Menanggapi hal ini, Sekretaris Jenderal Persaudaraan Perempuan Nelayan Indonesia (PPNI) Masnuah mengaku, pihaknya masih mendorong negara untuk memberikan pengakuan politik kepada mereka. Ia juga mengakui, pengakuan politik dari negara itu sangat penting untuk melindungi perempuan nelayan.
“Kenapa pengakuan politik itu penting? Contoh kasus, dari 1.000.000 asuransi nelayan yang difasilitasi negara, nyatanya hanya ada dua orang perempuan dari Gresik, Jawa Timur yang mendapatkan asuransi nelayan. Itu pun setelah melalui proses perdebatan panjang dengan dinas kelautan dan perikanan,” ungkap Masnuah, seperti dilansir Antara, Kamis (/3).
Selain itu, ujar dia, pihaknya juga belum bisa melihat anggaran KKP yang dinilai masih belum berpihak dan diperuntukkan untuk perempuan nelayan.
Sebelumnya, sektor kemaritiman Nasional dan berbagai lembaga yang terkait dengan sektor tersebut perlu memiliki alokasi anggaran responsif gender yang mesti menjadi prioritas dan sinergi dari antarkementerian.
“Kami mendesak kepada pemerintah pusat untuk memprioritaskan kinerja perencanaan dan penganggaran responsif gender di kementerian atau lembaga negara yang bekerja di bidang kemaritiman,” ujar Direktur Eksekutif Center of Maritime Studies for Humanities Abdul Halim.
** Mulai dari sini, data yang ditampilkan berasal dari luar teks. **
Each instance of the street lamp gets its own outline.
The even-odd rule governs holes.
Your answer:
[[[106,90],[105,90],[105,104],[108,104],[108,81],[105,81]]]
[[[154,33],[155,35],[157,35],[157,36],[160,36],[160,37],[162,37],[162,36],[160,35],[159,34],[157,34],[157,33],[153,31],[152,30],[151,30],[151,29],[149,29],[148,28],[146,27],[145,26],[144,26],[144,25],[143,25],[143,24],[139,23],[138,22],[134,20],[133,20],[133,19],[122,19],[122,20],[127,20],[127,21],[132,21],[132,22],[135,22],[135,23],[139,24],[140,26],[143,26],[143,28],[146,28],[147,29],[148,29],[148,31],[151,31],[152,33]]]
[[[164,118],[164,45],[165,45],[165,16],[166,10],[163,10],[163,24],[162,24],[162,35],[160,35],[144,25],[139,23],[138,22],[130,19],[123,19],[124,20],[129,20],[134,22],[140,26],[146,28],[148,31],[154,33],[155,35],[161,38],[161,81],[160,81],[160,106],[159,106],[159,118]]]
Menurut dia, terbitnya UU No. 7/2016 merupakan langkah maju dalam upaya pembelaan hak-hak konstitusional perempuan nelayan di sektor perikanan dan pergaraman skala kecil.
Abdul Halim mengingatkan bahwa Pasal 45 UU No. 7/2016 Tentang Perlindungan dan Pemberdayaan Nelayan, Pembudidaya Ikan, dan Petambak Garam menyebutkan, “Kegiatan pemberdayaan harus memperhatikan keterlibatan dan peran perempuan dalam rumah tangga nelayan, rumah tangga pembudidaya ikan, dan rumah tangga petambak garam”.
“Agar keberadaan UU tersebut memberi manfaat luas kepada perempuan nelayan di rumah tangga nelayan, rumah tangga pembudidaya ikan, dan rumah tangga petambak garam, maka kinerja bidang kemaritiman harus disertai dengan alokasi anggaran yang diorientasikan untuk mengatasi adanya perbedaan akses, partisipasi, kontrol, dan manfaat pembangunan bagi perempuan nelayan,” pungkasnya.